Kompas bisa menunjukkan arah, tetapi kapal tetap membutuhkan tangan manusia yang memegang kendali agar tidak karam.
*Penulis itu koki, AI hanyalah pisau dapur.*
Pisau bisa memotong cepat, tetapi citarasa masakan lahir dari intuisi dan hati sang koki.
Seorang  koki tak sekedar hafal komposisi resep.
Untuk masakan yang sama di hari ini bisa beda dengan kemarin --dalam penggunaan bawang putih atau pun bawang merahnya. Dia tidak terpaku hanya pada jumlah dan beratnya, sebab itu bisa dibedakannya --jika  kualitasnya berbeda. *Bisa ditambah atau dikuranginya, demi menghasilkan cita-rasa yang sama*.

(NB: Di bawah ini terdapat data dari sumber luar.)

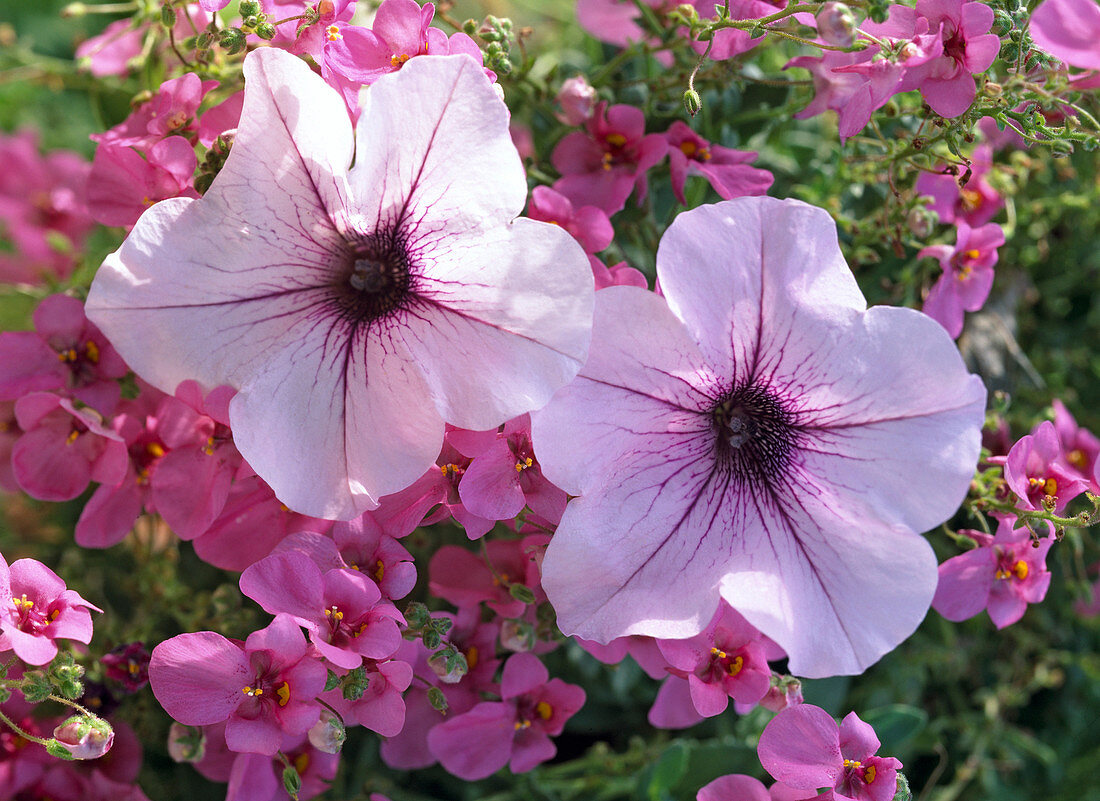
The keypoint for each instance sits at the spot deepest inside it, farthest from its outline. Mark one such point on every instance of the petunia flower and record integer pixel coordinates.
(354, 310)
(36, 609)
(804, 748)
(758, 436)
(1069, 30)
(968, 274)
(1003, 574)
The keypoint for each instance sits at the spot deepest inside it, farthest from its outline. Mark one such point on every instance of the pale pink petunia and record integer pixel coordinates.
(354, 310)
(760, 437)
(1069, 30)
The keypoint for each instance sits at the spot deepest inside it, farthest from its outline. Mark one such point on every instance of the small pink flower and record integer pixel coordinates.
(264, 688)
(515, 731)
(603, 164)
(1036, 468)
(1003, 574)
(576, 100)
(726, 169)
(803, 747)
(976, 203)
(1069, 30)
(85, 737)
(36, 609)
(968, 274)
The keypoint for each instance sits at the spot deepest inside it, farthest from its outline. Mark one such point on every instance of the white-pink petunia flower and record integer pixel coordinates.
(759, 436)
(355, 308)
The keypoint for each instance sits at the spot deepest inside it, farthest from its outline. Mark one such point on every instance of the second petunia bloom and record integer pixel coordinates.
(354, 308)
(758, 435)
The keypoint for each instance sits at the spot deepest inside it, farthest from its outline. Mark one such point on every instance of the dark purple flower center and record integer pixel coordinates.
(755, 434)
(378, 277)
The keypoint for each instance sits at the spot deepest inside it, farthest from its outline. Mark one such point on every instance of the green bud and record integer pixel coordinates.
(292, 782)
(56, 749)
(437, 700)
(354, 684)
(232, 40)
(521, 593)
(692, 102)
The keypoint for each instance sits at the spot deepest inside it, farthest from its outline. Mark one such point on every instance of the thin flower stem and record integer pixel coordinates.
(21, 732)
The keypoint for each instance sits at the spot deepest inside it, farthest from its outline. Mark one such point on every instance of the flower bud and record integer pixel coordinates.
(85, 736)
(186, 744)
(578, 101)
(836, 24)
(328, 734)
(517, 636)
(692, 102)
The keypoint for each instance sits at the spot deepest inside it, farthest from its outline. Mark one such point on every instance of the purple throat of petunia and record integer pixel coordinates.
(376, 276)
(755, 435)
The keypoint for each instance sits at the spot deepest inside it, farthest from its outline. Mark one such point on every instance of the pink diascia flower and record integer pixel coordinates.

Dengan metafora ini, menjadi jelas: AI memang mempercepat, tetapi ruhnya tetap milik penulis.
*Menjadi Penulis Merdeka*
Penulis artikel ini menolak kekhawatiran itu. Baginya, penulis yang merdeka adalah mereka yang menjaga keaslian prompt-nya, meramu dan memodifikasi sendiri, tidak hanya bergantung pada template. Dengan begitu, AI menjadi sekutu, bukan pengganti.